Le allergie potrebbero proteggere dal coronavirus e contribuire ad evitare che si sviluppi in forma grave. È quanto suggerisce uno studio multicentrico, coordinato da Enrico Scala dell’Istituto Dermopatico dell’Immacolata (Idi) di Roma e da Riccardo Asero, Presidente AAIITO.
Il lavoro, pubblicato su Allergy, la rivista scientifica dell’Accademia Europea di Allergologia e Immunologia, ha dimostrato che, tra i pazienti ospedalizzati per Covid-19, i soggetti allergici hanno sviluppato una forma meno grave di malattia.
L’infezione da SARS-CoV-2 (Covid-19) può indurre un ampio spettro di conseguenze che vanno dall’infezione asintomatica a forme di polmonite estremamente grave. In alcuni casi viene indotta una cosiddetta ‘tempesta citochinica Th1’, cui segue una vera e propria autoaggressione del sistema immunitario, con produzione di elevatissimi livelli, tra gli altri, di IL-6, in grado di generare una sindrome da distress respiratorio acuto (ARDS) ed una insufficienza multiorgano, il cui risultato finale è la morte.
I pazienti allergici e l’infezione da SARS-CoV-2 (Covid-19)
I pazienti allergici sono geneticamente predisposti a generare una risposta immuno-mediata di tipo differente: Th2. Questa risposta non implica l’espressione delle principali citochine coinvolte nell’ARDS. Gli esperti hanno pertanto ipotizzato che i pazienti allergici potrebbero essere meno inclini all’infezione da SARS-CoV-2 e/o potrebbero avere un’infezione da SARS-CoV-2 meno grave.

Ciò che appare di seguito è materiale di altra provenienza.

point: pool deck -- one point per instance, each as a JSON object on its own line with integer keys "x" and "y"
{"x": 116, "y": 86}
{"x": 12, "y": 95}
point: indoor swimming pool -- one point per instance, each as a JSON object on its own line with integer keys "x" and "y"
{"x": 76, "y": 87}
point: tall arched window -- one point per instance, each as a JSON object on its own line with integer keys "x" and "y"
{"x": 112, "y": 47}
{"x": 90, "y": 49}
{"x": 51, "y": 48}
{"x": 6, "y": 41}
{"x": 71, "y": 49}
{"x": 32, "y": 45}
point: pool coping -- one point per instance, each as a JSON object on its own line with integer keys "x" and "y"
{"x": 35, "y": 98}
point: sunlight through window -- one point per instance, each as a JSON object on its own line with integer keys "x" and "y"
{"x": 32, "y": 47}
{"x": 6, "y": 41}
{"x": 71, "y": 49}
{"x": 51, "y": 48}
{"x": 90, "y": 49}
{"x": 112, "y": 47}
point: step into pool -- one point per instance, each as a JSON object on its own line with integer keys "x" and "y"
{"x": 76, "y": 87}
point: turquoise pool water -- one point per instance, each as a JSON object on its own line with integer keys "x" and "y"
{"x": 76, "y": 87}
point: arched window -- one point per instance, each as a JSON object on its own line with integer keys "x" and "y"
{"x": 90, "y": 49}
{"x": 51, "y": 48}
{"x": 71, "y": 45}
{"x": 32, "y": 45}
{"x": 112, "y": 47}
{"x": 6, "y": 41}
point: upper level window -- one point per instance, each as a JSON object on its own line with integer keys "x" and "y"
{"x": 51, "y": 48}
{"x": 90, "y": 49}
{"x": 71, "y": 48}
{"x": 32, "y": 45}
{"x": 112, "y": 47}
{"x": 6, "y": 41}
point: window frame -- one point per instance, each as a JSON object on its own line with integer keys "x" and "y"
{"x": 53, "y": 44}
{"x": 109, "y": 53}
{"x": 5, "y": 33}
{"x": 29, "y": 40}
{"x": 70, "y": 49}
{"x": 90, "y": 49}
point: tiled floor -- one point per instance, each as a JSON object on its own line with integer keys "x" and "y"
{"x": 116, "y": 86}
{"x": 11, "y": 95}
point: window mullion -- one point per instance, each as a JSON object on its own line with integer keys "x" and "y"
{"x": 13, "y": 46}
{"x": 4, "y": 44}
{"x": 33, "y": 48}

Lo studio multicentrico italiano
Gli esperti dei centri che hanno realizzato lo studio, hanno studiato retrospettivamente più di 500 pazienti ricoverati tra marzo e aprile scorso nei principali ospedali del Nord Italia, dimostrando che, effettivamente, i soggetti atopici avevano un’incidenza significativamente minore di polmonite grave o molto grave indotta da SARS-CoV-2 (33,3% vs 67,7% nei pazienti non allergici).
I pazienti con polmonite atipica sono stati divisi (al termine della loro permanenza in ospedale per guarigione o decesso) in lievi, severi, o molto severi a seconda che non avessero avuto bisogno di assistenza respiratoria, avessero necessitato di assistenza respiratoria non-invasiva (C-PAP) o invasiva (ventilazione meccanica in terapia intensiva).
Conclusioni
Lo studio ha dimostrato che una storia clinica di allergia si associava, con un altissimo grado di significatività statistica, ad un andamento di grado lieve della malattia, indipendentemente da tutti gli altri cofattori considerati (età, sesso, ipertensione, cardiopatie, diabete, etc.).
L’evidenza clinica ha reso, pertanto, verosimile l’ipotesi iniziale, suggerendo che la predisposizione ad una risposta immunitaria Th2 potrebbe aiutare ad evitare la tempesta citochinica osservata nei casi più gravi di COVID19.”
“In conclusione” afferma il dott. Asero “non si può ancora affermare che l’allergico respiratorio sia meno predisposto a contrarre l’infezione da SARS-CoV-2 mentre sembra abbastanza probabile che, una volta contratta l’infezione, abbia maggiori probabilità di andare incontro ad un decorso clinico più lieve con scarse complicanze”.
La ricerca è stata realizzata dai clinici dell’IDI-IRCCS: Enrico Scala, Damiano Abeni, Mauro Giani e Antonio Sgadari, in collaborazione con Alberto Tedeschi e Francesca Saltalamacchia (Ospedale Bolognini ASST, Bergamo), Giuseppina Manzotti (Casa di Cura Palazzolo, Bergamo), Baoran Yang (ASST Carlo Poma, Mantova), Paolo Borrelli (Ospedale Beauregard, Aosta), Alessandro Marra (ASST Rhodense – P.O. Rho – Mi) e Riccardo Asero (Clinica San Carlo, Paderno Dugnano – MI).